Recently, through Dunn’s Warrick Dunn Charities, he’s helped nearly 150 single parents become first-time homeowners. It’s his way of giving back to the community while continuing to heal from his mother’s death.

“I would tell people all the time that I want to be remembered as a great football player. I played the game, and I thought I was one of the best. I tried to go out and perform, but the true highlights of my life are with my family,” Dunn said. “I’ve tried to live a life that would make my mom proud. Looking back, I wasn’t perfect, but I tried to live a life that she would be proud of. Football was just a vehicle, a platform.”

As Baton Rouge stumbles through another time of great grief, wrestling with the deaths of Sterling as well as the slain officers, Dunn said the city will have to push forward the way it always has — with heart.

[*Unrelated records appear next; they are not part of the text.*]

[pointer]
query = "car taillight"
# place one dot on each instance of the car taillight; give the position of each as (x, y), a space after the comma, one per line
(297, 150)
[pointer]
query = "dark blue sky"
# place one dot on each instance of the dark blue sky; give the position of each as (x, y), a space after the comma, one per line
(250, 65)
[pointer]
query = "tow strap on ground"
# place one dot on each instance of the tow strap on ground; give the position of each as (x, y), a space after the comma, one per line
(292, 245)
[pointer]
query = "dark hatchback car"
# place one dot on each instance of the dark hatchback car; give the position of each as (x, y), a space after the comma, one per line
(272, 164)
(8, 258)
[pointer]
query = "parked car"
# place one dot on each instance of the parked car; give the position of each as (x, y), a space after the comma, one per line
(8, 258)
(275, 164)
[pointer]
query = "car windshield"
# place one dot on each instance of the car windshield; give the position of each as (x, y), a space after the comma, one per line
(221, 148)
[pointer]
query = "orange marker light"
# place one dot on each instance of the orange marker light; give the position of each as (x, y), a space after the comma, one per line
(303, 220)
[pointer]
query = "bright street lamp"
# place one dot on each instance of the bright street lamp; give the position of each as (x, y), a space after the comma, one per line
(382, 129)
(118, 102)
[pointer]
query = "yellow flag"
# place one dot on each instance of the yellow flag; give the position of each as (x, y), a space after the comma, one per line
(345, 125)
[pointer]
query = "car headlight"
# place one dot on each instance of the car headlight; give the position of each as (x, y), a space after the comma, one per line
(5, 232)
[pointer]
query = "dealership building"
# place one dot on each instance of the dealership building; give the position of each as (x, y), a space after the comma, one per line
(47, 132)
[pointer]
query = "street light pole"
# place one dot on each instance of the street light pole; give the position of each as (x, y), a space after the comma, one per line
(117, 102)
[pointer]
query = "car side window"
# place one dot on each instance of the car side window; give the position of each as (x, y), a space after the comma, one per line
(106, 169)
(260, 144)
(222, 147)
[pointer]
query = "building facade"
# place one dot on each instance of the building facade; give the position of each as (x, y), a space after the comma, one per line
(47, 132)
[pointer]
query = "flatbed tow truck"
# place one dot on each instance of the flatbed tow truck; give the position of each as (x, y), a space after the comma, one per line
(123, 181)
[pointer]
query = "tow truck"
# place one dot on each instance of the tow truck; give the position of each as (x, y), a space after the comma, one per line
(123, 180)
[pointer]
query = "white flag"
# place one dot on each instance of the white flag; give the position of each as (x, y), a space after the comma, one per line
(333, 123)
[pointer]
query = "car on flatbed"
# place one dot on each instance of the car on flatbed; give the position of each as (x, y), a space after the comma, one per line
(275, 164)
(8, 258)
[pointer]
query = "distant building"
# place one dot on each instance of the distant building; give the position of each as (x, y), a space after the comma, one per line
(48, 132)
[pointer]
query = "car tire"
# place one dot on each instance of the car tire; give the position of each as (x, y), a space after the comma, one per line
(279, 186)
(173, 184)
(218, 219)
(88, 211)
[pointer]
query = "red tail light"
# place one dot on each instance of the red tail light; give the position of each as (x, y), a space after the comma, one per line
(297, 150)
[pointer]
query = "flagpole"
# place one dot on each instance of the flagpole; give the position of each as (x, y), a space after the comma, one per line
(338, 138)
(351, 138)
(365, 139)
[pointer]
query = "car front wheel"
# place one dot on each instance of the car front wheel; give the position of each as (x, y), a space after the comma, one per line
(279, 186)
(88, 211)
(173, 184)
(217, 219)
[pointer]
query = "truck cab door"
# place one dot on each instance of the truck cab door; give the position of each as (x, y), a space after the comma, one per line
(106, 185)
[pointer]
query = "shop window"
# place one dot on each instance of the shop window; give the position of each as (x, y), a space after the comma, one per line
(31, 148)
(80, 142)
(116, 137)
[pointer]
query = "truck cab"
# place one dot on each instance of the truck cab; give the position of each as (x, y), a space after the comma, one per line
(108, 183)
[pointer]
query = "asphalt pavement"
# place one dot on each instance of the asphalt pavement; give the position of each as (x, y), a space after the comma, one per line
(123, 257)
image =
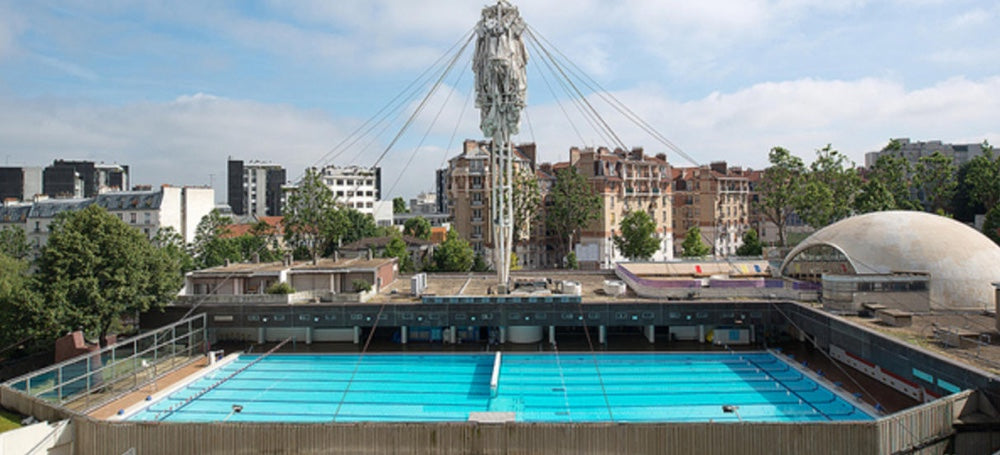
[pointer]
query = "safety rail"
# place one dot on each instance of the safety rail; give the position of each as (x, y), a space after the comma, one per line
(93, 379)
(209, 388)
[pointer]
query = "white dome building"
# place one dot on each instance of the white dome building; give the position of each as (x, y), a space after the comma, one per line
(961, 263)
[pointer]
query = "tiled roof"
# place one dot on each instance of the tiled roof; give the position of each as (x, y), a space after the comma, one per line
(130, 200)
(14, 214)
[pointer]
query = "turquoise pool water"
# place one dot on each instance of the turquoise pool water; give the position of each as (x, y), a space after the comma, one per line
(660, 387)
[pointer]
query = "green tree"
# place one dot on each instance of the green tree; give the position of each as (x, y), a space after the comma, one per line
(14, 242)
(893, 171)
(777, 188)
(21, 310)
(313, 224)
(991, 225)
(693, 246)
(527, 201)
(396, 248)
(454, 254)
(571, 261)
(638, 238)
(479, 263)
(359, 226)
(751, 244)
(96, 268)
(935, 181)
(572, 204)
(829, 189)
(874, 197)
(983, 177)
(399, 205)
(211, 246)
(418, 227)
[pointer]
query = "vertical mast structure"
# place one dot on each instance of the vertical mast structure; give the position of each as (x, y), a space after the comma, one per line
(501, 89)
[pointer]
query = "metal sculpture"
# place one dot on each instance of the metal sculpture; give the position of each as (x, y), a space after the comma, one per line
(501, 87)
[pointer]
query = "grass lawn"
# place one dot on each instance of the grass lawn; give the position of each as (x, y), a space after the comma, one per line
(9, 421)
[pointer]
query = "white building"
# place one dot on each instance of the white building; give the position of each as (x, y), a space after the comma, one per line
(180, 208)
(354, 186)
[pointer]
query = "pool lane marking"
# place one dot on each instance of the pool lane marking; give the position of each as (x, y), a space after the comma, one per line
(202, 392)
(787, 388)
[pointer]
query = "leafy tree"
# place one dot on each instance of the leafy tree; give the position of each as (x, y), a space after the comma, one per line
(527, 201)
(935, 181)
(874, 197)
(693, 246)
(479, 263)
(573, 204)
(313, 224)
(399, 205)
(778, 186)
(991, 225)
(983, 177)
(21, 310)
(962, 203)
(359, 226)
(829, 189)
(95, 268)
(571, 261)
(396, 248)
(893, 172)
(418, 227)
(638, 239)
(454, 254)
(751, 244)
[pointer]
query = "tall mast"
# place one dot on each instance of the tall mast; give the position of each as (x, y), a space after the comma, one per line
(501, 88)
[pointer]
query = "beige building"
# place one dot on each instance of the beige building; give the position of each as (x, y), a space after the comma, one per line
(716, 198)
(469, 190)
(625, 181)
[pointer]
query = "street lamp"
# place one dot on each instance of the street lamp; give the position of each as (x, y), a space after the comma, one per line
(731, 409)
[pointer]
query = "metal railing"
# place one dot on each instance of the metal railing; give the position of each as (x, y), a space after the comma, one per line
(90, 380)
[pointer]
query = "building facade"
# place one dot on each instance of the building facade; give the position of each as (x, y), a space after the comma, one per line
(179, 208)
(469, 190)
(20, 183)
(254, 188)
(355, 186)
(716, 199)
(626, 181)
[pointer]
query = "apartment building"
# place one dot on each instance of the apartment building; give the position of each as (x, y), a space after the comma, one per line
(716, 199)
(180, 208)
(913, 151)
(20, 183)
(254, 188)
(468, 191)
(626, 181)
(354, 186)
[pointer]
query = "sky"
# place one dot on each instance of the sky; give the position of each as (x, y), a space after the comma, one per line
(174, 89)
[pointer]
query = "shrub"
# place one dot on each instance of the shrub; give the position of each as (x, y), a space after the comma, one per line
(280, 288)
(360, 285)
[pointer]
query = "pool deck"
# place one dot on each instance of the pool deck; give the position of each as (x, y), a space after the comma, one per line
(111, 409)
(852, 381)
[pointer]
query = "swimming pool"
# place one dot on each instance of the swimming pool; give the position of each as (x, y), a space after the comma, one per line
(576, 387)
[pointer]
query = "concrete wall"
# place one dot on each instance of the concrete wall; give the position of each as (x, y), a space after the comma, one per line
(39, 438)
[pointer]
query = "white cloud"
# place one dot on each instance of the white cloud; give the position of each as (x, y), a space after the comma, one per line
(802, 115)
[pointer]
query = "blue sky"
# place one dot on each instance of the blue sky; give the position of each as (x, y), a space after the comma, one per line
(174, 88)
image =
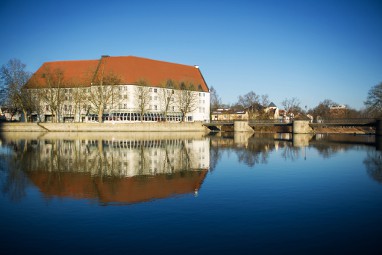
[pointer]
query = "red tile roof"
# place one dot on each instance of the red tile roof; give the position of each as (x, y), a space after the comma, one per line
(128, 69)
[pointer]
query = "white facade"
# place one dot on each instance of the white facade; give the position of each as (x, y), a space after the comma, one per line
(76, 104)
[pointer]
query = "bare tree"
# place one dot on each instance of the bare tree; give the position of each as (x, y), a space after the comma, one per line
(79, 101)
(103, 92)
(251, 103)
(14, 76)
(374, 100)
(292, 105)
(167, 96)
(53, 94)
(216, 101)
(142, 97)
(265, 100)
(186, 99)
(323, 108)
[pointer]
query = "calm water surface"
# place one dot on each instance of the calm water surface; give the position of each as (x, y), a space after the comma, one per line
(189, 194)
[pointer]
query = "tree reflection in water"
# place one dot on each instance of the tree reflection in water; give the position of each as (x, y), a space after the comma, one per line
(111, 171)
(373, 163)
(13, 180)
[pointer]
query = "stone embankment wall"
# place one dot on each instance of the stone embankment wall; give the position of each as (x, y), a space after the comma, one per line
(103, 127)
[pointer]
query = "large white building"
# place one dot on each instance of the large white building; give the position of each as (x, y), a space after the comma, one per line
(123, 89)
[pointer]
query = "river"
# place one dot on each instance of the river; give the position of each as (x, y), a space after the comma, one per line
(189, 193)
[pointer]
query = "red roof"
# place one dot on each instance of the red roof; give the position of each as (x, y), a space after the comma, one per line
(128, 69)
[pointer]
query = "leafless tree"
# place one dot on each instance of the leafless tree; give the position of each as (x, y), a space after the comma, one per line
(251, 103)
(167, 96)
(103, 92)
(14, 76)
(142, 97)
(53, 94)
(292, 105)
(79, 101)
(374, 100)
(216, 101)
(186, 98)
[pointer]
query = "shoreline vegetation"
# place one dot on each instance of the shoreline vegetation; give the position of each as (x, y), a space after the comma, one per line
(160, 127)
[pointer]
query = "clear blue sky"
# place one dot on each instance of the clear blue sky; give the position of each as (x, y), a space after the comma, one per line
(312, 50)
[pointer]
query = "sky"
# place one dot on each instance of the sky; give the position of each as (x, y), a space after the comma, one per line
(310, 50)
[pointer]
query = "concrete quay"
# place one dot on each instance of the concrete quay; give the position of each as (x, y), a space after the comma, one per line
(104, 127)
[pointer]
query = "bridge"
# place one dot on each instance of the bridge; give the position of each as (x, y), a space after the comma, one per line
(349, 122)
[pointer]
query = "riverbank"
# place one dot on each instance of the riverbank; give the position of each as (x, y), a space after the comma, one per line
(318, 130)
(104, 127)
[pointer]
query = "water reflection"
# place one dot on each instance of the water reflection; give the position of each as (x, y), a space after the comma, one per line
(129, 168)
(256, 149)
(118, 168)
(373, 163)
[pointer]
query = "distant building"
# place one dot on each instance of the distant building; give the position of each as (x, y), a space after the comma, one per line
(76, 82)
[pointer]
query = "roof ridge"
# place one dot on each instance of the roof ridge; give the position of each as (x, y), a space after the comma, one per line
(150, 59)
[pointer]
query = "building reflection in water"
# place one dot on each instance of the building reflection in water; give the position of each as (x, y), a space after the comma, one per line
(114, 169)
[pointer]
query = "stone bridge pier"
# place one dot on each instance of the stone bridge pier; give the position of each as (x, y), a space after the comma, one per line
(301, 127)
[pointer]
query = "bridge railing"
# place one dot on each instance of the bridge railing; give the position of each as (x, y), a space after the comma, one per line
(268, 121)
(346, 121)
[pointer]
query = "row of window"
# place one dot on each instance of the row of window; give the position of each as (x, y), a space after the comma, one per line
(134, 116)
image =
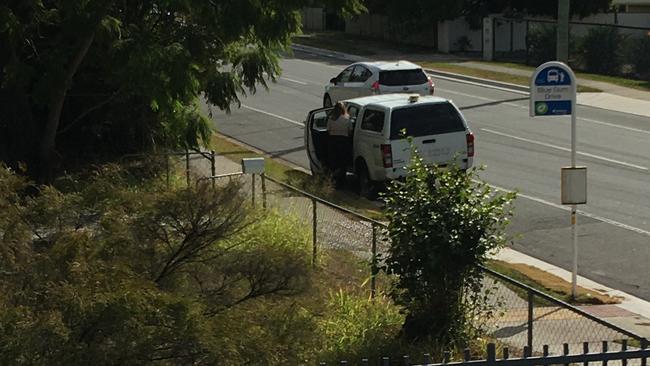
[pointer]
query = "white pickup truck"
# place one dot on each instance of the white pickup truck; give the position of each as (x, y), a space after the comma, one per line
(379, 151)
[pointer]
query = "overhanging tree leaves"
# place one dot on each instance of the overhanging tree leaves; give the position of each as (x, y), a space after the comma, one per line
(82, 77)
(443, 224)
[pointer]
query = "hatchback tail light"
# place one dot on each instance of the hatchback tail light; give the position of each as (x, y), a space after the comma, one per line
(470, 144)
(374, 89)
(387, 156)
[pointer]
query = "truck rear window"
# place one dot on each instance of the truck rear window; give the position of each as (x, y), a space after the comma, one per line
(425, 120)
(402, 77)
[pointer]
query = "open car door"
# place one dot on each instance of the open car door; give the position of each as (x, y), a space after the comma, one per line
(316, 139)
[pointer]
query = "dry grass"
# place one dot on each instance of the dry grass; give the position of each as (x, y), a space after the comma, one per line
(550, 283)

“People in this community taught me what it means to care about your neighbor,” Dunn said, calling his extended family of community members his “planks.” “It’s a resilient community. Baton Rouge has certain values that they bring to the table, and I think we have to get back to that. Race relations in this country are still at the forefront ... We all come from different backgrounds. We all have different stories and our own experiences that we may not understand. Nothing is going to be perfect, but we can take this opportunity to show people that we are taking the right steps and doing this together.”